It's barely debatable whether the RKBA's ~could~ be 'amended away'.

The Bill of Rights and the 14th Amendment make it clear that the peoples rights to life, liberty, or property are not to be infringed, abridged or denied, -- by any level of government in the USA.

Marshall made much the same point in Marbury, back in 1803:

"-- The question, whether an act, repugnant to the constitution, can become the law of the land, is a question deeply interesting to the United States; but happily, not of an intricacy proportioned to its interest.
It seems only necessary to recognize certain principles, supposed to have been long and well established, to decide it.
That the people have an original right to establish, for their future govern-ment, such principles as, in their opinion, shall most conduce to their own happiness, is the basis on which the whole American fabric has been erected.
The exercise of this original right is a very great exertion; nor can it, nor ought it, to be frequently repeated.
The principles, therefore, so established, are deemed fundamental.
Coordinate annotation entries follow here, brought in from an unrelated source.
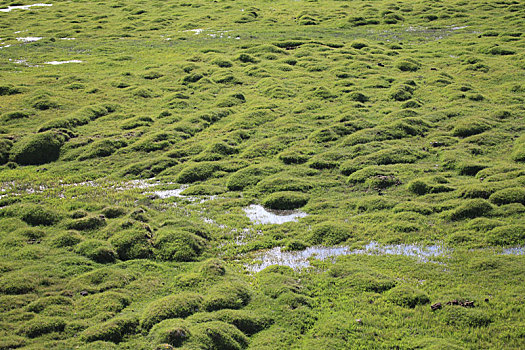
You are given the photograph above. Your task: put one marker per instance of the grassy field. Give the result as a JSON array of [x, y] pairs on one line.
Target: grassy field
[[135, 136]]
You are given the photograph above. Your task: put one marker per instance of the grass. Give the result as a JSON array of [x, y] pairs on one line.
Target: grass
[[398, 123]]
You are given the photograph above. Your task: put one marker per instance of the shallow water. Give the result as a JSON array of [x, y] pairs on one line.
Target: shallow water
[[23, 7], [300, 259], [260, 215], [196, 31], [63, 62], [514, 251], [29, 39]]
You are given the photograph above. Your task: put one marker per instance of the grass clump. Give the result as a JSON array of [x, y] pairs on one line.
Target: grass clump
[[38, 149], [469, 127], [227, 296], [197, 172], [507, 235], [6, 90], [17, 284], [465, 317], [36, 215], [247, 321], [518, 153], [173, 331], [113, 212], [249, 176], [471, 209], [41, 325], [112, 331], [95, 304], [286, 200], [14, 116], [97, 250], [177, 245], [408, 65], [132, 244], [419, 187], [508, 196], [217, 335], [407, 296], [102, 148], [87, 223], [173, 306]]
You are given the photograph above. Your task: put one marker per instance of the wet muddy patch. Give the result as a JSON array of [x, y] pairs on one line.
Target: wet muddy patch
[[260, 215]]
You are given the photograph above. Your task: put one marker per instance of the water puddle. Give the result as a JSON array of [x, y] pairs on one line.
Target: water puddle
[[23, 7], [212, 33], [260, 215], [177, 193], [54, 63], [29, 39], [301, 259]]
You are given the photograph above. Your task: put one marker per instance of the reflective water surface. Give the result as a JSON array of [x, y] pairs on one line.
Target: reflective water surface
[[260, 215]]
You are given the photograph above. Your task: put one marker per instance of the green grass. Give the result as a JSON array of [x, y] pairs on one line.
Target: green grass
[[400, 123]]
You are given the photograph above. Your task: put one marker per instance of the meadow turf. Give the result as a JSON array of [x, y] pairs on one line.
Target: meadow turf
[[134, 135]]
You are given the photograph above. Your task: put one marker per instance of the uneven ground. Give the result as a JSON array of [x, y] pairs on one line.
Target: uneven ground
[[391, 125]]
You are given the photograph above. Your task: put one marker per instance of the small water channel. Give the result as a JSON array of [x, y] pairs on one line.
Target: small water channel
[[260, 215], [23, 7], [301, 259]]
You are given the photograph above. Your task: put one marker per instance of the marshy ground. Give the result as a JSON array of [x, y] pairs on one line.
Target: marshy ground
[[262, 175]]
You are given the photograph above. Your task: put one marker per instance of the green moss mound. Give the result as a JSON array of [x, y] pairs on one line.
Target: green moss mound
[[233, 295], [97, 250], [173, 306], [42, 325], [285, 200], [112, 331], [407, 297], [173, 331], [38, 148], [39, 215], [508, 196], [330, 233]]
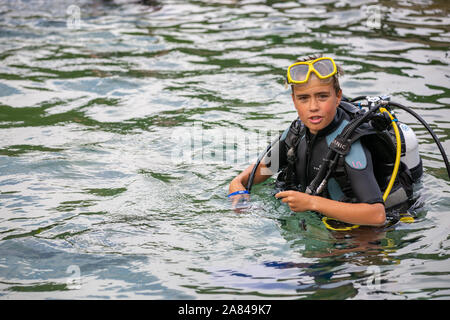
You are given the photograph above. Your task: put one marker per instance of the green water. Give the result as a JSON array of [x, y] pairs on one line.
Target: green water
[[122, 123]]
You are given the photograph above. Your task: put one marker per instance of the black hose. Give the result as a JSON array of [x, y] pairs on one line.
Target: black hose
[[331, 157], [258, 161], [358, 98], [413, 113]]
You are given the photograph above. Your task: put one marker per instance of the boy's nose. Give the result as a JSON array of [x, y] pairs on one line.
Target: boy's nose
[[313, 105]]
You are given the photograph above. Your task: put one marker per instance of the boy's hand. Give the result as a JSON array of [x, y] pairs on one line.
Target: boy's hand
[[297, 201]]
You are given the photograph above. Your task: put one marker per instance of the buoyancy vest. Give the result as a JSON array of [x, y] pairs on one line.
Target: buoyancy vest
[[300, 163]]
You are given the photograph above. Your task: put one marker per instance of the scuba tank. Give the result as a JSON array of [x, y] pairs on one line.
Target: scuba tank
[[381, 118]]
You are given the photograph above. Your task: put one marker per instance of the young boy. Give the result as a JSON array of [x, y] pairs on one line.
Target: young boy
[[316, 95]]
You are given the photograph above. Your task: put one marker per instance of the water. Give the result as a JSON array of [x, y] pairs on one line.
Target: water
[[123, 122]]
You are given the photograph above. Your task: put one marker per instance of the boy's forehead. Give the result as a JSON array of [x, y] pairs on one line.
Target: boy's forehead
[[313, 86]]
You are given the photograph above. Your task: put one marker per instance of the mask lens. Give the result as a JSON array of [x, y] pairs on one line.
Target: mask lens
[[299, 72], [324, 67]]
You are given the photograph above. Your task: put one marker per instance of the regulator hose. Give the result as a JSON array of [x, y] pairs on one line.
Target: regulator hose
[[436, 139]]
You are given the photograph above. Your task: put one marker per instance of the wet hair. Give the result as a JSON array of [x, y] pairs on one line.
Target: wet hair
[[333, 79]]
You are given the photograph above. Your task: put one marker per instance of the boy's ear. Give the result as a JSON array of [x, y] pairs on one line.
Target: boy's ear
[[339, 96]]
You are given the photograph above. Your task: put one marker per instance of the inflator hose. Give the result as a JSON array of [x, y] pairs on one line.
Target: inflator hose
[[413, 113]]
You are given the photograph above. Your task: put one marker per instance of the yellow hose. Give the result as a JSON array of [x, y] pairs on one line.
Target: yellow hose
[[393, 176], [397, 155]]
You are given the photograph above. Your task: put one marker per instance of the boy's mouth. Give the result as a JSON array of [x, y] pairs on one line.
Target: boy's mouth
[[315, 119]]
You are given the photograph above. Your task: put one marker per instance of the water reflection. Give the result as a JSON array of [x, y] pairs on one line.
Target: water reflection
[[86, 174]]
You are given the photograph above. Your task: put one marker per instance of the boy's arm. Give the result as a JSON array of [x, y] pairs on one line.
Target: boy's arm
[[241, 180], [354, 213]]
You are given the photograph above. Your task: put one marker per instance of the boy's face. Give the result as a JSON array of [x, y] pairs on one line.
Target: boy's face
[[316, 103]]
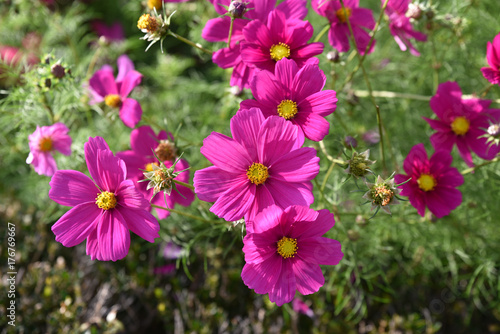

And as the authority from which they proceed is supreme, and can seldom act, they are designed to be permanent. --"


Thus, - as we see, the fundamental principles of personal liberty in our Constitution are permanent.
Any amendments that violated those principles would be null, void, and repugnant.

724 posted on 03/24/2007 8:25:07 AM PDT by tpaine (" My most important function on the Supreme Court is to tell the majority to take a walk." -Scalia)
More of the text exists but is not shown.